Data for: A unique C-terminal domain contributes to the molecular function of restorer-of-fertility proteins in plant mitochondria
Data files
Jul 24, 2023 version files 177.48 MB
Abstract
Restorer-of-fertility (Rf) genes have practical applications in hybrid seed production as a means to control self-pollination. They encode pentatricopeptide repeat (PPR) proteins that are targeted to mitochondria where they specifically bind to transcripts that induce cytoplasmic male sterility and repress their expression.
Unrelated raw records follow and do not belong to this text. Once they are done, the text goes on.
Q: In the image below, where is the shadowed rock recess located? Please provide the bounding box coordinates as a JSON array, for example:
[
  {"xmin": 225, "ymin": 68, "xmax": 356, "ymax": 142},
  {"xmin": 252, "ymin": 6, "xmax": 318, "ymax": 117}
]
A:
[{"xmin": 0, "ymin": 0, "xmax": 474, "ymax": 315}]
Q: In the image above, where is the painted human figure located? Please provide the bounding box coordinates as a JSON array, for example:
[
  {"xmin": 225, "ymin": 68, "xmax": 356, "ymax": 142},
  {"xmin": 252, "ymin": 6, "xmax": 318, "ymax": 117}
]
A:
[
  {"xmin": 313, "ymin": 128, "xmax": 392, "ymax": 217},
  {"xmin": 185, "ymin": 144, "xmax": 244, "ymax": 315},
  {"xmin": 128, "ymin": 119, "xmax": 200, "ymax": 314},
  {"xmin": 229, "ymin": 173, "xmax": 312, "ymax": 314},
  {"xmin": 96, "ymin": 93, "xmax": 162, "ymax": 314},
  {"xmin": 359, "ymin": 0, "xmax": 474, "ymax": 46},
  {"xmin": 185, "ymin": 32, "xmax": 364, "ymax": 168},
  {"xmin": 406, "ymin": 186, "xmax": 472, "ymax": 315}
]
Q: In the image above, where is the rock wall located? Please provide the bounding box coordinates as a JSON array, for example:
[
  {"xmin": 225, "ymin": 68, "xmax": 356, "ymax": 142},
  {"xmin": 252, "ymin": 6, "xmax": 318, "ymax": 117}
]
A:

We have identified a unique domain, RfCTD (Restorer-of-fertility C-terminal domain), which discriminates Restorer-of-fertility-like (RFL) proteins from hundreds of PPR proteins encoded in plant genomes. Using the sequence of this domain from hundreds of plant species, we have constructed a sequence profile that can quickly and accurately identify RfCTD sequences in plant genomes or transcriptomes.
This data set contains PPR genes identified in 213 plant genomes (as summarised in accompanying table).
Methods
The PPR genes were identified in the genome sequences using the PPRfinder approach (Cheng et al., 2016, Plant J. 85:532-47. doi: 10.1111/tpj.13121). Briefly, the genomic sequences were screened for open reading frames (ORFs) in six-frame translations with the getorf program of the EMBOSS 6.6.0 package (Rice et al., 2000, Trends Genet. 16:276-7. doi: 10.1016/s0168-9525(00)02024-2). Predicted ORFs were screened for the presence of P- and PLS-class PPR motifs using hmmsearch from the HMMER 3.2.1 package (Eddy 2011, PLoS Comput Biol. 7:e1002195. doi: 10.1371/journal.pcbi.1002195) (http://hmmer.org) and hidden Markov models defined by hmmbuild (Cheng et al., 2016, Plant J. 85:532-47. doi: 10.1111/tpj.13121).
Hmmbuild was used to create the RfCTD profile from an alignment of 1,486 non-redundant sequences. The RfCTD profile was incorporated into PPRfinder code (Cheng et al., 2016, Plant J. 85:532-47. doi: 10.1111/tpj.13121) and the screen of the genome sequences was repeated. Final filtering parameters of hmmsearch score >= 50, no overlapping with a PPR motif with a higher score and the RfCTD being the last motif in the protein were used to qualify a protein as containing RfCTD.
Usage notes
The data files are simple fasta files or text files that can be opened in any text editor.